ENTERTAINMENT WEEKLY: You’ve said before that the first book, Game of Thrones, was partly a reaction to the sort of storytelling you couldn’t do as a TV writer in the 1980s. What was the actual moment that inspired Thrones?
Martin: I just wanted to make it big. For so long [in TV], I heard, “It’s too big, it’s too expensive, lose characters and lose the settings.” Going back to prose, I could make it as big as I wanted, as big as my imagination. It really came out of nowhere. I knew in a general sense I wanted to write an epic fantasy since I loved [J.R.R.] Tolkien since I was a kid. But I didn’t have any specific ideas for it. In the summer of 1991 I was in Hollywood but I had no TV deal. Suddenly I just got the first chapter where they found the direwolf pups — it was just there. I knew I had to write it.

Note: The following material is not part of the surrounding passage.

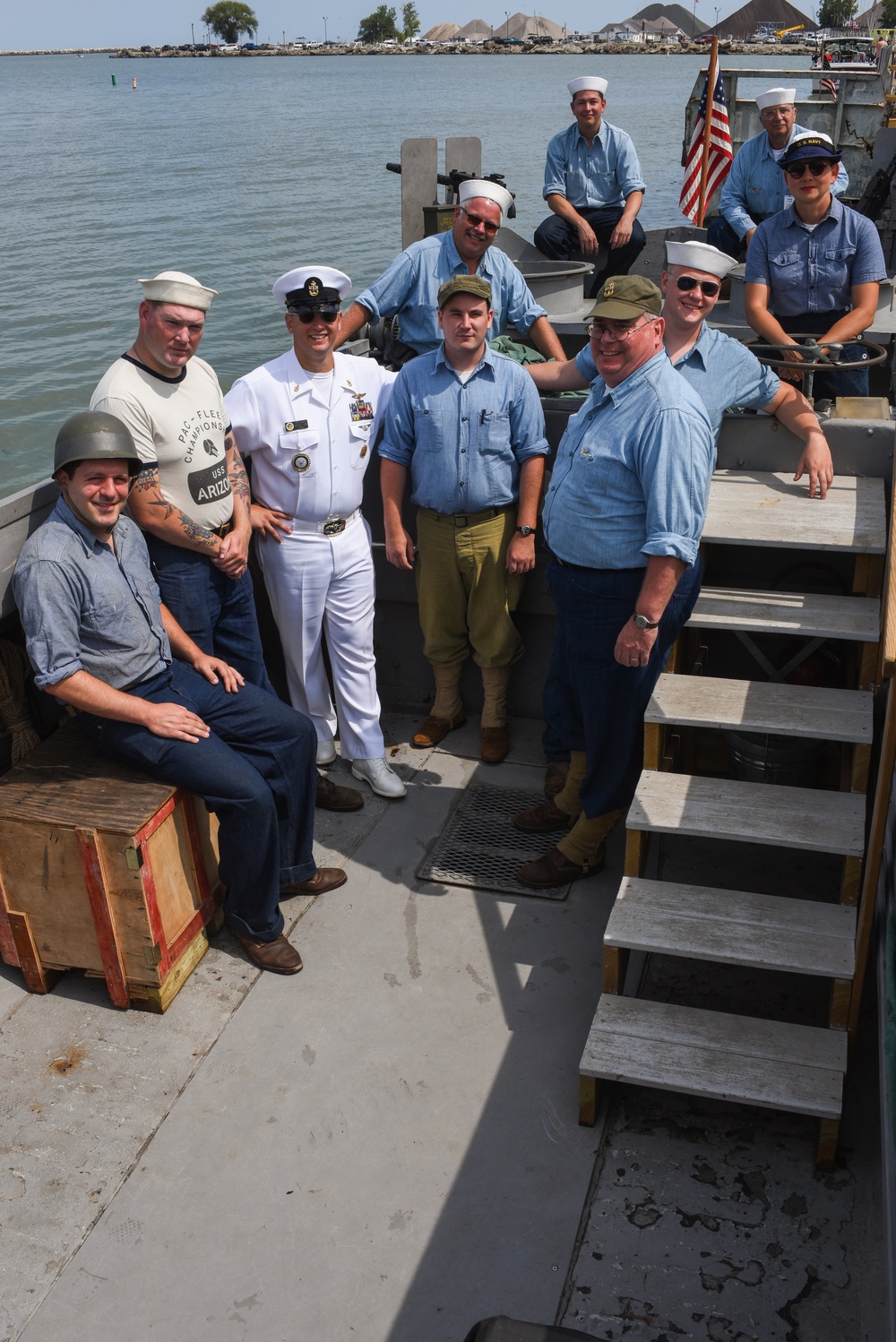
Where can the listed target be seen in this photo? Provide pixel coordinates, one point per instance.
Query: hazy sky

This may be a silly question, but: When you think of the world you’ve created, where seasons last for years, where is it? It is another planet?

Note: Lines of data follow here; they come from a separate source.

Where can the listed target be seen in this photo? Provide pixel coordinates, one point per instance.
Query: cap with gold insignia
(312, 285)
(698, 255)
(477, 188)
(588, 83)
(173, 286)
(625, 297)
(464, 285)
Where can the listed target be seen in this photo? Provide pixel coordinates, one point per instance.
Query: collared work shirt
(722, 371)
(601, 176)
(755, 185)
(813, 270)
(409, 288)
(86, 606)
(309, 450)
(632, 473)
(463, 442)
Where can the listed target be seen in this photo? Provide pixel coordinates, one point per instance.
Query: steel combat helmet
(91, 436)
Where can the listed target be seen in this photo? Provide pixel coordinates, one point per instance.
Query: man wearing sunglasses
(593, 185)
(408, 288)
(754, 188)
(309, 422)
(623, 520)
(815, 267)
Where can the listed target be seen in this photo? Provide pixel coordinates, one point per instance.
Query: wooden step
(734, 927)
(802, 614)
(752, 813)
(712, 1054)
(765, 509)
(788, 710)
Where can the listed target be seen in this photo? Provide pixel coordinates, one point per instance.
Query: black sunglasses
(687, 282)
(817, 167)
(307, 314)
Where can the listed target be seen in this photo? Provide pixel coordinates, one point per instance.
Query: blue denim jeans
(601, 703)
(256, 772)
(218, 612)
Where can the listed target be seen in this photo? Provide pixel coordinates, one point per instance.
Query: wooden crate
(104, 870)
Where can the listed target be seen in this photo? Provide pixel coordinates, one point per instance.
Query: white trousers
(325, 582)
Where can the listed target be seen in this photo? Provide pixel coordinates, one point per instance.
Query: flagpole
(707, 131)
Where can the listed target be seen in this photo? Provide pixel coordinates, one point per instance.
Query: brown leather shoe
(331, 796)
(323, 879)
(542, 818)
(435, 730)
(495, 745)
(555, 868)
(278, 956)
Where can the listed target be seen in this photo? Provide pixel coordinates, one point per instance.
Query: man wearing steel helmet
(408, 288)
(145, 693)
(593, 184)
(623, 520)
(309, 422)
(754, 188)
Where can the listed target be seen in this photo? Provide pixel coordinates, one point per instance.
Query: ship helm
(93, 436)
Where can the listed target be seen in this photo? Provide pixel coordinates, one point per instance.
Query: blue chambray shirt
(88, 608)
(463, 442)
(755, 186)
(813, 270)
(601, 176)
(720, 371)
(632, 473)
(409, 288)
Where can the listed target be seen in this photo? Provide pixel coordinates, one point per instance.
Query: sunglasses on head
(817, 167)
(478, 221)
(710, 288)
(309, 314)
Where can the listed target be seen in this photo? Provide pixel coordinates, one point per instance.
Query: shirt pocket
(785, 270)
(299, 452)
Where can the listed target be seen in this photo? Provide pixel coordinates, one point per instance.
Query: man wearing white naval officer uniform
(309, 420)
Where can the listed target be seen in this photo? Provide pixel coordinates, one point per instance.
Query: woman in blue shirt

It’s what Tolkien wrote was “the secondary world.” It’s not another planet. It’s Earth. But it’s not our Earth. If you wanted to do a science fiction approach, you could call it an alternate world, but that sounds too science fictional. Tolkien really pioneered that with Middle Earth. He put in some vague things about tying it to our past, but that doesn’t really hold up. I have people constantly writing me with science fiction theories about the seasons — “It’s a double star system with a black dwarf and that would explain–” It’s fantasy, man, it’s magic.

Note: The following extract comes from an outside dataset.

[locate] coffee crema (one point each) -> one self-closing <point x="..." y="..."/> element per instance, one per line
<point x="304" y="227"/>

Do you find it fun to write?
I do. Yeah. To the extent that anything is fun to write. I’m one of those writers who say “I’ve enjoy having written.” There are days I really enjoy writing and there are days I f–king hate it. I can see it in my head and the words won’t come. I try to put it on the page and it feels stiff and wooden and it’s stupid. Writing is hard work.
On your blog you say you throw a lot away.
I do. Maybe more than I should, especially with these books, especially as we go deeper. I don’t know if it’s because I’m getting older, or the series is getting more complicated. I think I’ve been influenced by my own good reviews. I’ve had so many people say this is the greatest fantasy since Tolkien or even greater. It’s awoken in me a desire not to blow it.